Attention film d’auteur. Le duo grolandais Benoît Delépine et Gustave Kerven, ego enflé par le succès surprise d’Aaltra, pousse plus loin son désir de cinéma. Cette fois, c’est sûr, le délire est archi-sérieux, il dérange à mort. Delépine qui se tord le nez avec du scotch, voilà enfin du cinoche expérimental de barge. Une langue triturée en gros plan par une mongolienne, waouh, subversif le film. Avida est défini par ses auteurs comme une « comédie métaphysique ». Mouais. On peut tout aussi bien dire qu’il s’agit d’une merde surréaliste qui fait ploc. Pourquoi tant de haine ? C’est ça ou la pitié. Certes, Kerven et Delépine ont bien le droit d’essayer, voire de s’autoproclamer francs-tireurs officiels du cinéma français. Après tout, pourquoi ne seraient-ils pas surréalistes ? Peut-être parce qu’ils prouvent à chaque instant le contraire. Quelle liberté, quelle subversion peut-on accorder à Avida, qui s’applique laborieusement à citer Dali, Buñuel et Tati comme un neuneu reproduirait La Joconde au stabilo ? Absolument aucune.
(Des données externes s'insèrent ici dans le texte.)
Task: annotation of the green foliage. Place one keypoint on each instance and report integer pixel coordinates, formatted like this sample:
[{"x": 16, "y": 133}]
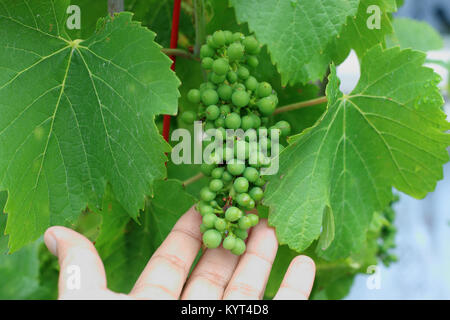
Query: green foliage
[
  {"x": 382, "y": 135},
  {"x": 80, "y": 121},
  {"x": 414, "y": 34},
  {"x": 78, "y": 126}
]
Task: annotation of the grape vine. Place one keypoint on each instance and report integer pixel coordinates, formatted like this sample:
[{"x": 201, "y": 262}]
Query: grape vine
[{"x": 233, "y": 99}]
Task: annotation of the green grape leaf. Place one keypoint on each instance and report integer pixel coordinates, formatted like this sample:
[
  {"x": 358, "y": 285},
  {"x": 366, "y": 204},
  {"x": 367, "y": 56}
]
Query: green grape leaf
[
  {"x": 389, "y": 132},
  {"x": 130, "y": 255},
  {"x": 418, "y": 35},
  {"x": 76, "y": 115},
  {"x": 157, "y": 15},
  {"x": 90, "y": 13},
  {"x": 296, "y": 32}
]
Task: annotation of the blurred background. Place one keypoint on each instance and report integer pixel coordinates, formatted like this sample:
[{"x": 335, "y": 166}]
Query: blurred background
[{"x": 423, "y": 236}]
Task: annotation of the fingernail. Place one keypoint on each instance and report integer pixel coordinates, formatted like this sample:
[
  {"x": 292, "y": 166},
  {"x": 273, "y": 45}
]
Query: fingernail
[{"x": 50, "y": 242}]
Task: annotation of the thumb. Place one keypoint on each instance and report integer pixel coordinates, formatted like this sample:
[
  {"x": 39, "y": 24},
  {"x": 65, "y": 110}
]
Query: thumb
[{"x": 81, "y": 270}]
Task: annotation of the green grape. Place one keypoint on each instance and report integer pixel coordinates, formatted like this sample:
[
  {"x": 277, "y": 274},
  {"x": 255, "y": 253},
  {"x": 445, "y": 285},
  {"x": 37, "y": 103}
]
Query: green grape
[
  {"x": 220, "y": 66},
  {"x": 251, "y": 83},
  {"x": 256, "y": 121},
  {"x": 220, "y": 224},
  {"x": 228, "y": 37},
  {"x": 241, "y": 150},
  {"x": 251, "y": 174},
  {"x": 232, "y": 76},
  {"x": 240, "y": 99},
  {"x": 227, "y": 177},
  {"x": 229, "y": 242},
  {"x": 225, "y": 92},
  {"x": 209, "y": 97},
  {"x": 256, "y": 193},
  {"x": 188, "y": 117},
  {"x": 241, "y": 185},
  {"x": 212, "y": 238},
  {"x": 206, "y": 194},
  {"x": 264, "y": 90},
  {"x": 239, "y": 86},
  {"x": 206, "y": 169},
  {"x": 235, "y": 167},
  {"x": 266, "y": 105},
  {"x": 247, "y": 122},
  {"x": 211, "y": 43},
  {"x": 235, "y": 51},
  {"x": 245, "y": 223},
  {"x": 217, "y": 173},
  {"x": 260, "y": 182},
  {"x": 216, "y": 185},
  {"x": 233, "y": 121},
  {"x": 241, "y": 234},
  {"x": 238, "y": 36},
  {"x": 219, "y": 38},
  {"x": 212, "y": 112},
  {"x": 233, "y": 214},
  {"x": 252, "y": 61},
  {"x": 206, "y": 210},
  {"x": 206, "y": 51},
  {"x": 243, "y": 199},
  {"x": 219, "y": 122},
  {"x": 228, "y": 154},
  {"x": 217, "y": 79},
  {"x": 254, "y": 219},
  {"x": 284, "y": 126},
  {"x": 243, "y": 72},
  {"x": 193, "y": 96},
  {"x": 239, "y": 247},
  {"x": 207, "y": 63},
  {"x": 225, "y": 109},
  {"x": 209, "y": 219},
  {"x": 251, "y": 44},
  {"x": 203, "y": 228},
  {"x": 209, "y": 125}
]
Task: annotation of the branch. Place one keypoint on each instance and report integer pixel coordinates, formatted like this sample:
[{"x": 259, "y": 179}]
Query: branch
[
  {"x": 179, "y": 53},
  {"x": 300, "y": 105},
  {"x": 200, "y": 32},
  {"x": 193, "y": 179}
]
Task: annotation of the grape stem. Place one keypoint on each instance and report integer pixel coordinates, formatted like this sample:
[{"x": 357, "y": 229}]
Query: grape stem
[
  {"x": 179, "y": 53},
  {"x": 299, "y": 105},
  {"x": 200, "y": 30},
  {"x": 193, "y": 179}
]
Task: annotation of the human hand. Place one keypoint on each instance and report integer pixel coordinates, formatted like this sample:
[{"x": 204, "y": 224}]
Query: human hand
[{"x": 218, "y": 274}]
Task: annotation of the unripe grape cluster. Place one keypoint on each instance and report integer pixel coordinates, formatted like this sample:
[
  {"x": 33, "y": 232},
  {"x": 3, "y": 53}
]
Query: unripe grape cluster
[{"x": 233, "y": 99}]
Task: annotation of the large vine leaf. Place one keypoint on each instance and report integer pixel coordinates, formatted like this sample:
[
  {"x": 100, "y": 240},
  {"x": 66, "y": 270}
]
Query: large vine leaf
[
  {"x": 132, "y": 249},
  {"x": 418, "y": 35},
  {"x": 356, "y": 35},
  {"x": 387, "y": 133},
  {"x": 76, "y": 115},
  {"x": 296, "y": 32}
]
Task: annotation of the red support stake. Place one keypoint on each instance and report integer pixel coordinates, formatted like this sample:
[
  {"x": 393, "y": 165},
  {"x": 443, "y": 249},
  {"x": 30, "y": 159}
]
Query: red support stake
[{"x": 173, "y": 45}]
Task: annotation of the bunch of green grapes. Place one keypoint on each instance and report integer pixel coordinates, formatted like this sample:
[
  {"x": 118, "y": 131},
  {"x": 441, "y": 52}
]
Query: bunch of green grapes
[{"x": 233, "y": 99}]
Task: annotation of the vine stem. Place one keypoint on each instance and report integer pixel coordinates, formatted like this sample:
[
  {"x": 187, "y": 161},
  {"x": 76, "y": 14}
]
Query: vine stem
[
  {"x": 193, "y": 179},
  {"x": 200, "y": 32},
  {"x": 173, "y": 45},
  {"x": 299, "y": 105},
  {"x": 179, "y": 53}
]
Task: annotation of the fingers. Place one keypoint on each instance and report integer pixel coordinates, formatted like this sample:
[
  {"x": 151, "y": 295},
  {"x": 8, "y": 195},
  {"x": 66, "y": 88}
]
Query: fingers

Ce désastre est aussi celui d’une génération de plus si jeunes cinéastes français (Kassovitz le producteur, Dupontel ici en guest) dont l’envie de bouleverser la donne est constamment grippée par une mise en perspective aussi maladroite qu’arrogante. D’après eux, il suffit d’ouvrir les vannes du cinéma, d’assembler les genres et les époques pour former une grande guirlande libertaire où chacun a droit de cité. Tout Avida : une compilation de références en guise de carte d’identité. Peut importe le sens, oscillant entre le bizarre préfabriqué et la lobotomie heureuse (déjà présente dans Aaltra), l’important c’est le style. Qui se constitue : d’une pellicule gros grain noir et blanc, de plans composés qui durent trois plombes, de poésie de freaks, de paysages de corons en cheminées d’usines. Très personnel tout ça. Très bas du front aussi. Car au-delà du foutraque, le film persiste à se parer d’une rigueur formelle. Un cadrage alambiqué et hop, tout le reste doit s’aligner là-dessus, asservissement plus verrouillant et clinquant que tous les préceptes de Dogma 95.
Asservissement car l’univers d’Avida reste constamment sous cloche, préparé minutieusement, mais incapable de se déployer. Une fois encore parce que la posture précède l’image, empêchant ainsi tout mouvement. On y voit là la peur de perdre le fil, angoisse contredisant l’ode au griffonnage martelée partout. Grosse contradiction donc : d’un film soit-disant généreux, où le collectif est censé prendre la main, on glisse vers un film ramassé et droit comme un « i » où pas un invité ne prend l’oeuvre à son compte. L’association des plans s’en trouve forcément formatée, jouant sur un alignement digne d’une liste de courses (après Jean-Claude Carrière, Claude Chabrol…) ou un recoupement final à faire frémir de honte. Dommage, car à vouloir se prendre pour ce qu’ils ne sont pas, Kerven et Delépine diluent les ferments de non sens distillés au millimètre dans Groland le programme télé (les armoires parlantes, seul moment drôle du film), Art majeur comparé à cette dissertation d’ado narcissique.